SVT and WPW syndrome


SVT usually presents with a sensation of clearly defined attacks of very rapid heart beat, usually >150 per minute. The onset and offest of attacks is clearly defined. Attacks may last seconds or minutes, in severe cases a number of hours, but almost never longer than this.

The attack may be stopped by change of posture (bending or lying down) or vagal manoeuvres (breath holding, Valsava, carotid sinus massage).

It is very important to obtain a 12 lead ECG if possible during an attack. This will identify the tachycardia and make planning treatment easier. An acute attack can usually be terminated with iv adenosine; if adenosine has beed used in the past with good effect, we can be pretty sure the arrhythmia was SVT.

SVT is the arrhythmia best treated by ablation. If attacks are very infrequent, it is acceptable to treat with a "pill in the pocket" approach. This means taking a dose of an anti-arrhythmic drug such as flecainide or a beta blocker hoping that this will terminate the attack. However, if this is becoming a frequent need, or if long-term regular anti-arrhythmic medication is being required, ablation should be considered.

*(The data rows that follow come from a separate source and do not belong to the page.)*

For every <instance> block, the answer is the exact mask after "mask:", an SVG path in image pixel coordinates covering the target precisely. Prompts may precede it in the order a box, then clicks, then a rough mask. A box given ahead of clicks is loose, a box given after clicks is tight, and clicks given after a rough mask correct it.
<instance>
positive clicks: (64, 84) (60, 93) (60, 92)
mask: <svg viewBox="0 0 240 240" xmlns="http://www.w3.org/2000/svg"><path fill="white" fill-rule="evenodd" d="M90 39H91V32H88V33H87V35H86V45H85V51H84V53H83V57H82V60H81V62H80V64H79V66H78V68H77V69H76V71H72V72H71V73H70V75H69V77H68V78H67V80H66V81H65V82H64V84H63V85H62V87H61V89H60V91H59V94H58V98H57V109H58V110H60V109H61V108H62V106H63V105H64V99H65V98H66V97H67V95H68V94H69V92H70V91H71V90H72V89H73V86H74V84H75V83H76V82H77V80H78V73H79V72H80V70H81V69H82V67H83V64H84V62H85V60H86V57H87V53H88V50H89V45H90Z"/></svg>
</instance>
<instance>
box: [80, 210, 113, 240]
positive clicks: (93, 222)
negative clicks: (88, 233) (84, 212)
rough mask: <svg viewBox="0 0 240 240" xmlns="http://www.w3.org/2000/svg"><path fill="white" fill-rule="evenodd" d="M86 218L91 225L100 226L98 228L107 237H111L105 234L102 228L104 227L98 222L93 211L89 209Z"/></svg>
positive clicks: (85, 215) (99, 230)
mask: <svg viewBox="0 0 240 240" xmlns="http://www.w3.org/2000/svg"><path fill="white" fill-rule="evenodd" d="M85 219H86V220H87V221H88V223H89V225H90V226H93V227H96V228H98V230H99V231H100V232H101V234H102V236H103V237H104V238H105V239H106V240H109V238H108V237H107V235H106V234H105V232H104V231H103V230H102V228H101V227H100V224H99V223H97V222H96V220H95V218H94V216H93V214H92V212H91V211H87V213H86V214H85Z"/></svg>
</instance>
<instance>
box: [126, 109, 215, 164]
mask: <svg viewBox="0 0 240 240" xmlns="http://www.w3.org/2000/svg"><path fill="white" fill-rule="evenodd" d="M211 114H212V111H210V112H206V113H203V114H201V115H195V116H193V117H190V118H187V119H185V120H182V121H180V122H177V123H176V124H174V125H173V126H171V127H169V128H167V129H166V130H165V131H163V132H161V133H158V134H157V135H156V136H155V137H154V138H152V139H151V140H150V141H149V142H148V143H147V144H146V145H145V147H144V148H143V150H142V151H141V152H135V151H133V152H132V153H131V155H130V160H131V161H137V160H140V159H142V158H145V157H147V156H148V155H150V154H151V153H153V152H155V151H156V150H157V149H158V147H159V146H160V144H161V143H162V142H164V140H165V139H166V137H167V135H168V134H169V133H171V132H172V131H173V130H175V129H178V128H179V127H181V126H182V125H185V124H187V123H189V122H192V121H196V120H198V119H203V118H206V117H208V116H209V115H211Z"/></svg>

Ablation for SVT is carried out as a day case with sedation and local anaesthesia. The success rate is around 90%+ for a first procedure and the risks are minimal. 

One problem used to be a 1% or so risk of accidental heart block resulting in the need for a permanent pacemaker. We have promoted a technique called cryoablation in Bristol where ablation can be achieved without risk of pacemaker. It seems that this form of energy is hardly ever capable of blocking the AV node. Ther is a slightly higher recurrence rate compared with RF ablation but the safety in our view makes this the desired approach in SVTs where ablation near the AV node is required.